Tichys Einblick
Selbstentmachtung der Länder?

Söder und Kretschmann an Ministerpräsidenten: „Dürfen nicht länger diskutieren“

Ganz im Sinne von Merkels neuer Agenda schreiben Markus Söder und Winfried Kretschmann einen Brief an ihre Amtskollegen, in dem sie de facto die Selbstentmachtung der Länder einfordern. Jetzt kommt es auf Armin Laschet an.

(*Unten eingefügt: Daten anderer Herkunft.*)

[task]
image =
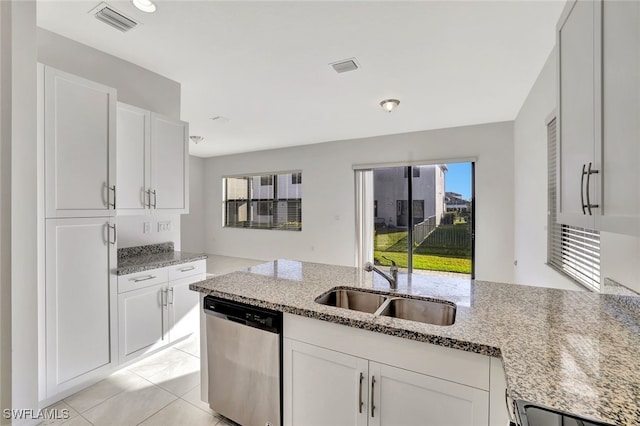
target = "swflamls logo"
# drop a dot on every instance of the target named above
(43, 414)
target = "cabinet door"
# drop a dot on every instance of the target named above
(621, 117)
(405, 398)
(134, 159)
(80, 146)
(80, 291)
(579, 106)
(323, 387)
(142, 321)
(184, 312)
(169, 164)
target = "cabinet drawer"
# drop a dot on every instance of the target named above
(142, 279)
(184, 270)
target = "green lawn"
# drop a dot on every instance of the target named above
(426, 262)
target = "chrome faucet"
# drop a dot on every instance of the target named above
(393, 279)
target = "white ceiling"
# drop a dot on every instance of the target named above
(264, 65)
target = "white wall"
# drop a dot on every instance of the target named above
(193, 223)
(328, 215)
(24, 327)
(530, 192)
(5, 208)
(619, 253)
(136, 86)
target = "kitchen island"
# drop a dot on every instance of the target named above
(572, 351)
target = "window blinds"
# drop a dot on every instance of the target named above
(571, 250)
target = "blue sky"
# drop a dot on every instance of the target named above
(458, 179)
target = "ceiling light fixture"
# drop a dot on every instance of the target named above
(144, 5)
(389, 104)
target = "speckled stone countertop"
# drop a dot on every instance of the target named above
(143, 258)
(573, 351)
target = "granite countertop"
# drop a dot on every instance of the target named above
(143, 258)
(573, 351)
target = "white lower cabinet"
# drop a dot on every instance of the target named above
(337, 375)
(401, 397)
(153, 312)
(79, 294)
(323, 387)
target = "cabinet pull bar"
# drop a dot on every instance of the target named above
(113, 188)
(137, 280)
(582, 189)
(115, 234)
(155, 199)
(360, 402)
(373, 384)
(589, 205)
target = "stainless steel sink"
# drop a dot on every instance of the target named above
(353, 299)
(431, 312)
(427, 311)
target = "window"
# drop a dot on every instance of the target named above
(270, 201)
(571, 250)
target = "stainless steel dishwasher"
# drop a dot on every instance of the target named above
(244, 349)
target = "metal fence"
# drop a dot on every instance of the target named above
(423, 229)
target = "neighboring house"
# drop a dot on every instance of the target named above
(455, 202)
(256, 201)
(390, 195)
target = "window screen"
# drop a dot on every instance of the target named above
(267, 201)
(571, 250)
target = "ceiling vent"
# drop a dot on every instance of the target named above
(345, 65)
(110, 16)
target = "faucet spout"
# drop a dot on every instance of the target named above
(393, 279)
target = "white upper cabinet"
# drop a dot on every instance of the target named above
(169, 164)
(621, 117)
(80, 146)
(134, 159)
(153, 162)
(579, 109)
(599, 116)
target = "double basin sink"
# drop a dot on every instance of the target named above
(438, 312)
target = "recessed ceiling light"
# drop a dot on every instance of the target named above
(389, 104)
(144, 5)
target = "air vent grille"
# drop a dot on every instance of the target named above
(110, 16)
(345, 65)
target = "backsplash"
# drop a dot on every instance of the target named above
(148, 249)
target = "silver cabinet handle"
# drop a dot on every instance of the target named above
(137, 280)
(155, 199)
(115, 233)
(582, 189)
(113, 188)
(589, 205)
(360, 402)
(373, 384)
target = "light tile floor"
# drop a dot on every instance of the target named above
(163, 389)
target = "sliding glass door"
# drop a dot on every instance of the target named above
(423, 217)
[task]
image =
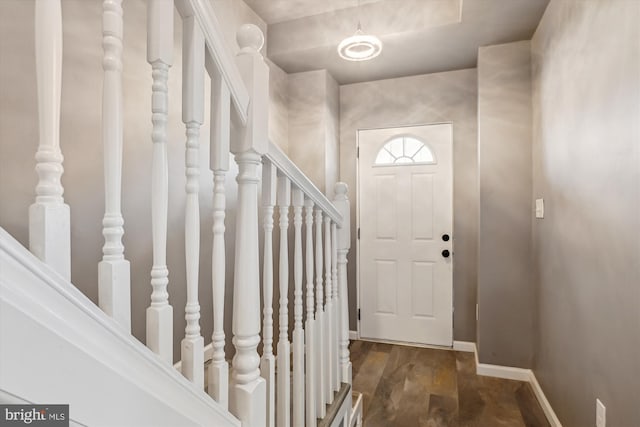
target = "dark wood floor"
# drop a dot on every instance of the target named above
(420, 387)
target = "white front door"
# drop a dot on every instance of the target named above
(406, 221)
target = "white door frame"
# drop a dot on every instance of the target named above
(356, 334)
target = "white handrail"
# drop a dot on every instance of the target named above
(217, 48)
(289, 169)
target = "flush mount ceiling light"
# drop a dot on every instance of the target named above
(360, 46)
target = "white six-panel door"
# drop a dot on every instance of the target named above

Markus Söder und Winfried Kretschmann auf einer Pressekonferenz im Juni 2019

IMAGO / Jens Schicke

In einem Brief an ihre 14 Amtskollegen finden die Ministerpräsidenten von Bayern und Baden-Württemberg, Markus Söder (CSU) und Winfried Kretschmann (Grüne), deutliche Worte. Jeder weitere Tag des Wartens bedeute „Tausende von neuen Ansteckungen“ – so zitieren Süddeutsche Zeitung und laut Presseberichten auch dpa übereinstimmend aus dem Schreiben. Die Notbremse und Ausgangssperren ab einer Inzidenz von 100, sowie FFP2-Maskenpflicht müssten konsequent eingeführt werden.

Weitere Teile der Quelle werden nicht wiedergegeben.